BGP Issues
Incident Report for I.T Communications Limited
Postmortem

at around 12:00 am on 4th December 2024, our monitoring system alerted us to over 60 BGP sessions keep going up and down (Flapping)

Our on-call network engineer Phil was then alerted and found that the BGP Daemon keep crashing and that is what caused the BGP sessions to keep flapping.

A remote reboot of Sov Router did not resolve the issue and after investigating further, we found this to be likely a remote BGP DDOS Attack, which took advantage of a vulnerability in the routing protocol daemon (RPD) of Juniper Networks Junos OS (Router)

Juniper released a fix for this which Phil attended both Data Centres to apply the software update. This could not be done remotely due to the BGP Daemon not being stable and a fear of software updating failing. So had to be done via a USB Drive to load on the software.

Phil arrived at the first Data Centre at 1:53am of 4th December 2024 and attempted to load the new firmware. Following the update a few manual reboots was needed for the new software to fully apply.

At 3:50am of 4th December 2024, the first Router then become stable again following the completed software upgrade.

At 3:58 of 4th December 2024, we noticed the other router had also been stable for around 3 hours.

Phil thought it best to also upgrade the software on the second router of which started at 4:32am of 4th December 2024.

At 4:57am of 4th December 2024, the software had been fully upgraded and router rebooted and all the remaining BGP Sessions came up and no further alerts showing on our monitoring.

Both upgrades fixed the vulnerability in the Juniper routing protocol daemon (RPD) and our network returned back to being stable.

whilst it took from around 12:00am to 4:57am to fully resolve all the issues, the whole network would not have been completely down for this amount of time.

Affected Services

Hosted 3CX at Volta - around 3 Hours and 50 minutes
Hosted 3CX at Sov House, few small outages but largely remained up and in service.

SIP Trunks, Some customers would have been offline, depending on where the Customer 3CX was hosted,

Internal network remained stable and fully functional during the Router issues,

Posted Dec 04, 2024 - 11:38 GMT

Resolved
last Router now backup and issue should now be fully resolved.
Posted Dec 04, 2024 - 04:57 GMT
Update
The new software is being loaded onto the second router now and will require a few reboots.
Posted Dec 04, 2024 - 04:32 GMT
Update
The second router is also stable at the moment, However due to the BGP DDOS, we are going to do the upgrade now.

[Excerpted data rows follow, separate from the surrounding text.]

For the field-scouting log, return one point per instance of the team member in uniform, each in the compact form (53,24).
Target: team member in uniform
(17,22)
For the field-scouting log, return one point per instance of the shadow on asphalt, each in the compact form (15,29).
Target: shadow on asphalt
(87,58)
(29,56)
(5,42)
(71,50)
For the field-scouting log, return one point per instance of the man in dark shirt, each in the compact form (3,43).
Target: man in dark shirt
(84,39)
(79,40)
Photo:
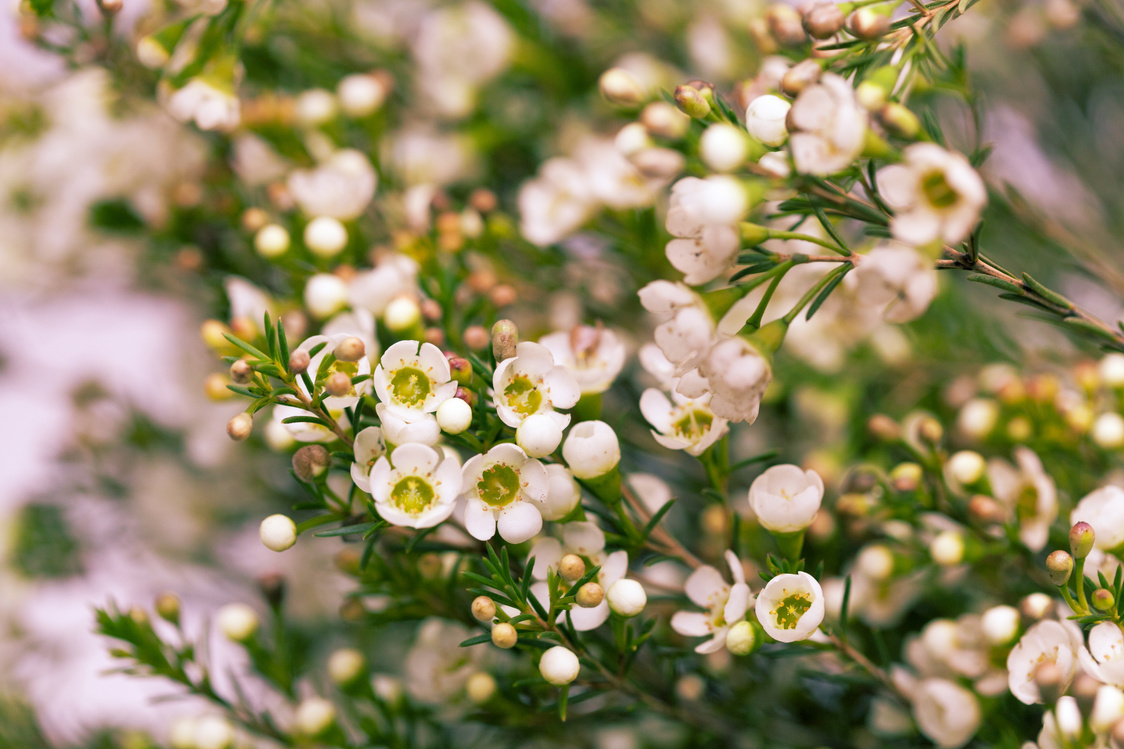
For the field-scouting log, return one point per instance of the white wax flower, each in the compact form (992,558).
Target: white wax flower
(531,382)
(725,604)
(790,607)
(626,597)
(723,147)
(559,666)
(504,488)
(786,498)
(398,431)
(686,327)
(935,195)
(703,215)
(369,447)
(1029,494)
(563,494)
(946,713)
(594,355)
(278,532)
(325,295)
(682,423)
(764,119)
(416,487)
(1058,642)
(1104,511)
(830,127)
(341,187)
(586,540)
(900,280)
(591,450)
(736,376)
(413,379)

We shall be starting the work shortly after 4:30am,
Posted Dec 04, 2024 - 03:58 GMT
Update
Router is now stable.
Posted Dec 04, 2024 - 03:50 GMT
Update
Juniper Networks Junos OS upgrade finished and doing final reboots on 1st Router.

Second Router can be upgraded from within the network so no need for Phil to go to second Data Centre.

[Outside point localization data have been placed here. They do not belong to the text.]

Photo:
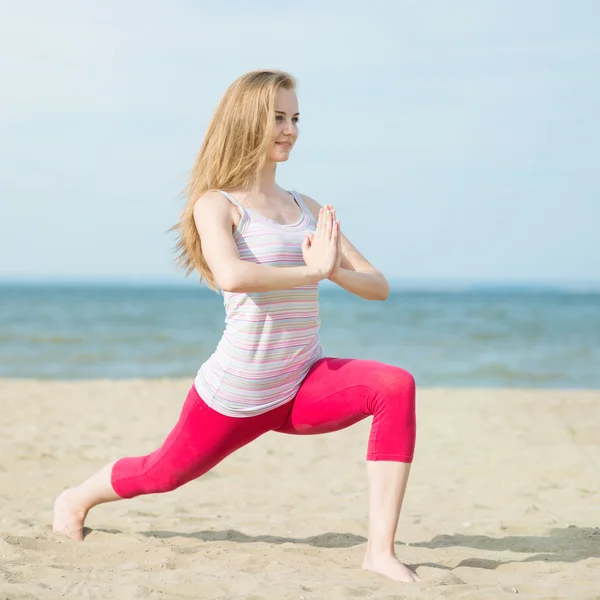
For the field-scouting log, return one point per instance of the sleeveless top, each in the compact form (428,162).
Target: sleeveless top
(271,339)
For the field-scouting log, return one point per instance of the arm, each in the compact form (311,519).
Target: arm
(214,222)
(354,272)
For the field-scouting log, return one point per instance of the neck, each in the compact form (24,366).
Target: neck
(266,178)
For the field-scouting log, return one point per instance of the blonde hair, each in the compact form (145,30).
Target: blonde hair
(233,152)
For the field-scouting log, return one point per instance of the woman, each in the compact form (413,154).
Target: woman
(267,250)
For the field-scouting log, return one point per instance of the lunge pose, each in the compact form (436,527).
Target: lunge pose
(266,249)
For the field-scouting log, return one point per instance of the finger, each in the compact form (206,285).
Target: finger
(335,237)
(328,222)
(320,221)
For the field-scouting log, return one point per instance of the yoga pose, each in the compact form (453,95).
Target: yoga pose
(266,249)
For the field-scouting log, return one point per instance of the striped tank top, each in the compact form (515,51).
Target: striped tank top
(271,339)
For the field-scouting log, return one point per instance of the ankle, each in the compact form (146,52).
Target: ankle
(380,551)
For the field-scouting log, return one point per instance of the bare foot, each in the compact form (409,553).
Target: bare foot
(69,516)
(390,566)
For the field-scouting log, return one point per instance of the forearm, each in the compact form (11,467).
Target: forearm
(370,286)
(247,277)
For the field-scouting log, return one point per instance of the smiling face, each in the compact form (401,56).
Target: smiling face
(285,128)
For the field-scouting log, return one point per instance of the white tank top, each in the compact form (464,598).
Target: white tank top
(271,339)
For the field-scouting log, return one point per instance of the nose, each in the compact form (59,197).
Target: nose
(289,128)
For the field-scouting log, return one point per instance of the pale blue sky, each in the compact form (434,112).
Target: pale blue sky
(458,140)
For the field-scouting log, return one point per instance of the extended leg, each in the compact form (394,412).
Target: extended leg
(200,440)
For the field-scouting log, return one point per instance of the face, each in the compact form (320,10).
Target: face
(285,132)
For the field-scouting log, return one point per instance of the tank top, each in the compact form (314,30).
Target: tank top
(271,339)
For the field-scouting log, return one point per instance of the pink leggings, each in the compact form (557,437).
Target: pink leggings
(335,394)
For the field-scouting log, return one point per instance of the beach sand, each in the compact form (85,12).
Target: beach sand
(504,499)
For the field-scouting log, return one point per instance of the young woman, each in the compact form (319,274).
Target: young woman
(267,249)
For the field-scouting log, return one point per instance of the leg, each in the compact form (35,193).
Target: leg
(200,440)
(339,392)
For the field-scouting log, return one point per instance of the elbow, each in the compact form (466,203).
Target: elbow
(383,290)
(229,281)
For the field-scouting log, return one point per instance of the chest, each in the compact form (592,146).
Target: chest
(264,242)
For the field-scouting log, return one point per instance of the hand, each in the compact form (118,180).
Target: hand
(338,262)
(320,250)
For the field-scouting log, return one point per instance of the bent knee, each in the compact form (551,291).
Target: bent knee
(397,391)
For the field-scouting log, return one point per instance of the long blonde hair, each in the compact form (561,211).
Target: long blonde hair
(233,152)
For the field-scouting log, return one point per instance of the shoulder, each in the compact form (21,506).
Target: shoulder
(214,206)
(212,202)
(313,205)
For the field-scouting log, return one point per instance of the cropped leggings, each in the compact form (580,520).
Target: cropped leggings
(335,394)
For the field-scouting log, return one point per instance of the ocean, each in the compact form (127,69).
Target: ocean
(493,337)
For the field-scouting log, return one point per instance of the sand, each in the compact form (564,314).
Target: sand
(503,500)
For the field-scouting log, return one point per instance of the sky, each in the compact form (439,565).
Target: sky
(457,140)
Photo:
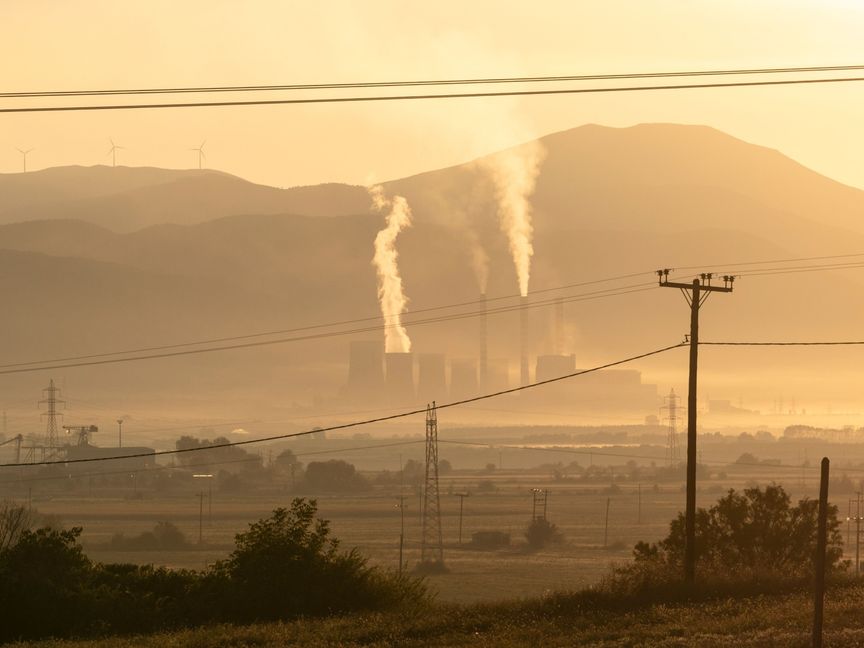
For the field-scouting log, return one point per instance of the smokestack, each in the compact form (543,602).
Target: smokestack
(484,360)
(524,377)
(399,382)
(558,346)
(432,381)
(463,377)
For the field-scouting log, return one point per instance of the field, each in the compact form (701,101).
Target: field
(760,622)
(371,522)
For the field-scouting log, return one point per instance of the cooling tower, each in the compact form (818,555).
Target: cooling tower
(399,380)
(432,381)
(524,376)
(497,376)
(553,366)
(463,378)
(365,369)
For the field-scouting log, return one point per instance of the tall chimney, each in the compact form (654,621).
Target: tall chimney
(559,327)
(524,377)
(484,359)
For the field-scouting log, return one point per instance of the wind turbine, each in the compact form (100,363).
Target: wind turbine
(113,152)
(24,155)
(201,155)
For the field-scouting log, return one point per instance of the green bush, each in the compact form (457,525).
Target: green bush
(284,566)
(288,565)
(757,531)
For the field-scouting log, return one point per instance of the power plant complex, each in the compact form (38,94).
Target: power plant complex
(409,378)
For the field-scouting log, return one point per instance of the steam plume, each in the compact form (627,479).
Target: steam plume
(391,297)
(514,174)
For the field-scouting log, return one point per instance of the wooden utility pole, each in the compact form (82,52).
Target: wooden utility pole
(606,523)
(821,544)
(461,497)
(695,293)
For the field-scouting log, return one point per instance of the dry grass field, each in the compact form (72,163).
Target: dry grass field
(371,523)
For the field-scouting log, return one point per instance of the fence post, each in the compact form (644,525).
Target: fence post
(821,543)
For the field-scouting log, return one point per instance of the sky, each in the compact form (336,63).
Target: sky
(96,44)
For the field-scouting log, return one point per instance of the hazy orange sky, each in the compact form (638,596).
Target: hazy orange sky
(55,44)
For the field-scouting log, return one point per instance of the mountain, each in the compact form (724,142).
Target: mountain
(125,199)
(106,258)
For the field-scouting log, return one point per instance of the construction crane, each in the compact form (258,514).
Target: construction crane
(83,432)
(18,440)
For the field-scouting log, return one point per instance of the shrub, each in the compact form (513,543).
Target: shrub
(334,475)
(755,531)
(288,565)
(542,532)
(43,582)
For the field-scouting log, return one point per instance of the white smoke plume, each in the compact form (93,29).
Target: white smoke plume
(514,175)
(391,296)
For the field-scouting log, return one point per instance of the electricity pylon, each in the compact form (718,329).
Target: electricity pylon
(432,543)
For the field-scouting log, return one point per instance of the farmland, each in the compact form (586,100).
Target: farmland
(370,521)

Network at Volta should start to become stable again very shortly.
Posted Dec 04, 2024 - 03:29 GMT
Update
Phil has now arrived onsite and will proceed to upgrading the Router Software, once updated and router is stable, Phil will attend second data centre and upgrade the software on the other Juniper MX Router.

Update to follow.
Posted Dec 04, 2024 - 01:53 GMT
Update
Phil is expected to arrive on-site at 1:39am
Posted Dec 04, 2024 - 01:24 GMT
Identified
Possible Cause of issue

An Improper Handling of Exceptional Conditions vulnerability in the routing protocol daemon (RPD) of Juniper Networks Junos OS

When a malformed BGP UPDATE packet is received over an established BGP session, RPD crashes and restarts.

Continuous receipt of the malformed BGP UPDATE messages will create a sustained Denial of Service (DoS) condition for impacted devices.

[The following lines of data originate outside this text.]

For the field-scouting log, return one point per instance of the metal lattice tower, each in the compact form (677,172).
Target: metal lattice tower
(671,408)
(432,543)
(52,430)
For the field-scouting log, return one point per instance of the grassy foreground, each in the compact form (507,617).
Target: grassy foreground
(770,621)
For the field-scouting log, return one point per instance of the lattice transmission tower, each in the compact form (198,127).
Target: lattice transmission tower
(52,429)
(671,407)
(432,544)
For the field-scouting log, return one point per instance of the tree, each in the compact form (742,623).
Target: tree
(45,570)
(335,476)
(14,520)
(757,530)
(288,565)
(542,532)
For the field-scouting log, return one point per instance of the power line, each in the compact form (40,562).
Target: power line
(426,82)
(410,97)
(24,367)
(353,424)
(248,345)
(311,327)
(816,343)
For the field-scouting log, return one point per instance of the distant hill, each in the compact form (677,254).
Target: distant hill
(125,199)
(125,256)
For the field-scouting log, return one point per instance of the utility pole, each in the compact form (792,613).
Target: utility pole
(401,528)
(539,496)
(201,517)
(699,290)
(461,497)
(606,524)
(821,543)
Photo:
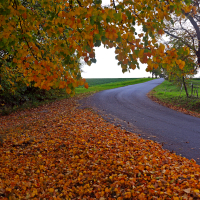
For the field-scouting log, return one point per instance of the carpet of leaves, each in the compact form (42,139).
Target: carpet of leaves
(58,151)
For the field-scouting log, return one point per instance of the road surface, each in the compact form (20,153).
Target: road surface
(130,108)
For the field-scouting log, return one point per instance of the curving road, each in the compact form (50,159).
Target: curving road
(133,110)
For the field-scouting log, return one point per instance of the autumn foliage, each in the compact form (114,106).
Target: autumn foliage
(62,152)
(41,42)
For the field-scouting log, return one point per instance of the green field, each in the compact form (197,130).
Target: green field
(96,85)
(167,92)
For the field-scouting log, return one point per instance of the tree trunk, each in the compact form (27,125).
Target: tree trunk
(185,87)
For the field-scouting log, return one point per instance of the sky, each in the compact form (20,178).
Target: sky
(106,67)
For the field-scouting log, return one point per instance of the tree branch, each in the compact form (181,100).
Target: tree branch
(174,36)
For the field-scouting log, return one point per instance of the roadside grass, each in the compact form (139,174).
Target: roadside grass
(38,97)
(96,85)
(170,94)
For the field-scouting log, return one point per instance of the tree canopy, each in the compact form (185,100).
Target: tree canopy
(42,41)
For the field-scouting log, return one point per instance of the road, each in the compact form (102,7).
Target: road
(130,108)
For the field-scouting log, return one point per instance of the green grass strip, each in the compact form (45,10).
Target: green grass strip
(109,85)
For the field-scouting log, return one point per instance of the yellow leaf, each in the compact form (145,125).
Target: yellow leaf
(68,90)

It would seem someone remotely is trying to cause a Denial of Service (DoS) attack on part of our network.

Phil is now on his way to Sov House to load a software update on the affected router to hopefully resolve the issue.
Posted Dec 04, 2024 - 01:14 GMT
Update
We continue to investigate and are taking steps to resolve the issue.
Posted Dec 04, 2024 - 00:47 GMT
Update
The Router has rebooted, however the BGP sessions are still having issues.

We are investigating to find out the cause.
Posted Dec 04, 2024 - 00:34 GMT
Investigating
We are currently aware of a issue with BGP Flapping which is causing parts of our network to be unreachable.

We are rebooting the affected Router to clear the fault.
Posted Dec 04, 2024 - 00:27 GMT